In the effective utilization of solar energy, solar power generation system is the fastest developing and most dynamic research field in recent years, and it is one of the most high-profile projects. Solar energy is a kind of radiant energy, and the use of solar energy to generate electricity is to convert sunlight into electricity. At present, there are two ways of solar power generation: one is light-heat-electricity conversion, and the other is light-electricity direct conversion. To this end, people have researched and developed solar cells, designed and built independent, grid-connected light-to-electricity direct conversion solar power generation systems. Some experts believe that solar power generation will eventually account for 20% of the power supply.
(1) Light-heat-electricity conversion method.
It is to generate electricity by using the thermal energy generated by solar radiation. Generally, the solar collector converts the absorbed solar energy into the thermal energy of working medium steam, and then drives the turbine generator to generate electricity. The former process is a light-heat conversion process, and the latter process is a heat-electricity conversion process. The power generation process is similar to that of ordinary thermal power generation. The disadvantage of solar thermal power generation is that the efficiency is very low and the cost is very high. It is estimated that its investment is at least 5-10 times higher than that of ordinary thermal power plants. A 1000 MW solar thermal power station requires an investment of 2 billion to 2.5 billion US dollars, with an average investment of 1kW. $20002500. Therefore, it can only be applied to special occasions on a small scale at present, and it is very uneconomical to use it on a large scale. Therefore, solar thermal power generation cannot compete with ordinary thermal or nuclear power plants.
(2) Light-electricity direct conversion method.
It uses the photoelectric effect to directly convert solar radiation energy into electrical energy. The basic device for photoelectric conversion is solar cells. A solar cell is a device that directly converts solar energy into electrical energy based on the photovoltaic effect. It is a semiconductor photodiode. When the sun shines on the photodiode, the photodiode will convert the solar energy into electrical energy. generate current. Many solar cells are connected in series or in parallel to form a solar cell array with relatively large output power. Solar cells are a promising new type of power source with three advantages: permanence, cleanliness and flexibility. Compared with thermal power generation and nuclear power generation, solar photovoltaic power generation will not cause environmental pollution; solar cells can be large, medium and small, ranging from a medium-sized power station of 1 million kilowatts to a small independent solar power generation system that only supplies electricity for one household. These features are unmatched by other power supplies.

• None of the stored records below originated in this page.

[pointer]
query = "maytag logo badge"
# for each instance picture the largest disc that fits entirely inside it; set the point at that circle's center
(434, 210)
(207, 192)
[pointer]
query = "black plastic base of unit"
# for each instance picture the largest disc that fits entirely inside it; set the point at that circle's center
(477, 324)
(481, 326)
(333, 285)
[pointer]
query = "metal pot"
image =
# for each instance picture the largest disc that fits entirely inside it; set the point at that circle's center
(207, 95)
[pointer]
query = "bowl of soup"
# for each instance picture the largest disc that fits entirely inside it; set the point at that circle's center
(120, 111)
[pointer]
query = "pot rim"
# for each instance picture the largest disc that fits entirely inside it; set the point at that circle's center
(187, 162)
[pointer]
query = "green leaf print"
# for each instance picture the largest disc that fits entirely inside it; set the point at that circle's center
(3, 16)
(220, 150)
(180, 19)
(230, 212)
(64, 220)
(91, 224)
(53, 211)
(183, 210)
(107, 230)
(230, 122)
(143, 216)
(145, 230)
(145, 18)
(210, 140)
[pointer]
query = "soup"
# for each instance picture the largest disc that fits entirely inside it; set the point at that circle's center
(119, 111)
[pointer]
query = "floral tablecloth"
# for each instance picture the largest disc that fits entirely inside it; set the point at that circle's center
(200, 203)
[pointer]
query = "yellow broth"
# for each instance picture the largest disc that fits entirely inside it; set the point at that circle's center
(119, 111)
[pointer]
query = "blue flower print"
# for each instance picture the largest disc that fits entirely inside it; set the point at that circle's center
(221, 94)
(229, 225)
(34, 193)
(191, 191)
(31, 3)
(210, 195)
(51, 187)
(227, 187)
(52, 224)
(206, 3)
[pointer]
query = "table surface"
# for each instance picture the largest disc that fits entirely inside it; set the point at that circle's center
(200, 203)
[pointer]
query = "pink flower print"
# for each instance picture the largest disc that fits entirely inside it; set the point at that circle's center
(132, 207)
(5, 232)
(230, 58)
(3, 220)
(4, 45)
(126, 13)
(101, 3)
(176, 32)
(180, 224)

Like transistors, solar cells are also made of semiconductors. Its main material is silicon, and there are also some other alloy materials. The high-purity silicon used in the manufacture of solar cells has to undergo a special purification process. The working principle of solar cells is the photovoltaic effect of the semiconductor PN junction. The so-called photovoltaic effect is that when an object is illuminated, the state of charge distribution in the object changes to generate electromotive force and current. When sunlight or other light irradiates the PN junction of the semiconductor, photogenerated electron-hole pairs are generated. Under the action of the built-in electric field, the photogenerated electrons and holes are separated, and the opposite charges accumulate at both ends of the solar cell, that is, the “photogenerated voltage” is generated. “, which is the “photovoltaic effect”. If the electrodes are drawn on both sides of the built-in electric field and connected to the load, the load will have a “photo-generated current” flowing through, thereby obtaining electrical power output.
Solar cells can convert light energy into electrical energy as long as they are irradiated by sunlight or lights, and solar cells can emit electricity equivalent to 10% to 20% of the received light energy. Generally speaking, the stronger the light, the more electricity is emitted. In order to minimize light reflection and convert light energy into electrical energy, solar panels are generally covered with a film that can prevent light reflection, so that the surface of the solar panels is purple.